Title: Lesquerella fendleri (L.), a new crop for Safe Hydroxy Fatty Acid Production

item Chen, Grace

Submitted to: Meeting Abstract
Publication Type: Abstract Only
Publication Acceptance Date: 4/30/2010
Publication Date: 7/10/2010
Citation: Chen, G.Q. 2010. Lesquerella fendleri (L.), a new crop for Safe Hydroxy Fatty Acid Production. The 19th International Symposium on Plant Lipids, July 11-16, 2010, Cairns, Australia.

Interpretive Summary:

Technical Abstract: Lesquerella fendleri (L.) (Brassicaceae), being developed as a new industrial oilseed crop in the southwestern region of the United States, is valued for its unusual hydroxy fatty acid (HFA) in seed. The majority of HFA in L. fendleri is lesquerolate (C20:1OH) consists of 55-60% of its total fatty acids. The conventional source of HFA is castor oil, 90% of which is ricinoleate (C18:1OH). Ricinoleate and its derivatives are used as raw materials for numerous industrial products, such as lubricants, plasticizers and surfactants. The production of castor oil, however, is hampered by the presence of the toxin ricin and hyper-allergic 2S albumins in its seed. Lesquerella, on the other hand, does not have such biological toxic waste. Thus its oil represents an alternative source of HFA. By suppressing the elongation step in L. fendleri through genetic engineering, it is possible to generate a L. fendleri crop producing ricinoleate. As a part of the genetic approach, we have established a seed development staging system in L. fendleri, which can be applied for illustrating a wide range of morphological, physiological and biochemical changes during seed development.
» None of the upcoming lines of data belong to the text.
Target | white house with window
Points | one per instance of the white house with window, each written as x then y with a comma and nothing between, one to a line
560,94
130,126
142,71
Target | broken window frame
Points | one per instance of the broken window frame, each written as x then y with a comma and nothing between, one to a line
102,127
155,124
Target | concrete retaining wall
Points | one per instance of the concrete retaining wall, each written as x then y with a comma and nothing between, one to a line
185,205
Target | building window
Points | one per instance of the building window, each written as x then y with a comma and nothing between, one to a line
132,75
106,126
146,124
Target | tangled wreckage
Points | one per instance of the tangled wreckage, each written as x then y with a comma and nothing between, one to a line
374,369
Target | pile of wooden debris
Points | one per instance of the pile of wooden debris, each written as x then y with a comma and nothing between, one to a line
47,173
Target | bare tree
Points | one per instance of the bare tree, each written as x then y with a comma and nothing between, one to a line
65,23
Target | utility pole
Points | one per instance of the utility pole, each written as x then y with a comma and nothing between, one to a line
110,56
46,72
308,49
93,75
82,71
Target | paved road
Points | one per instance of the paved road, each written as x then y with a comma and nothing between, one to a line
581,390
Three major physiological periods of seed development, characteristic of most seed plants, were exhibited in L. fendleri. The accumulation curves of storage lipids, proteins and other components of dry weights displayed a sigmoidal pattern during seed development. We found three HFAs accumulated consecutively, with initial appearance of ricinoleate, followed by lesqurolate and auricolate (C20:2OH). Only lesqurolate reached to predominant levels at 50 to 55% of total lipids. Besides, we quantified the transcript level of three lipid genes, LfFAH (bifuntional oleate 12-hydroxylase:desaturase), LfKCS3 (3-ketoacyl-CoA synthase) and LfFen1 (oleate 12-desaturase). Although all of three genes displayed a bell-shaped pattern, they had different starting background levels and maximum inductions. As all these measurements are in parallel with the same time course, it allowed us to investigate the relationships among HFA accumulation, gene expression and seed development.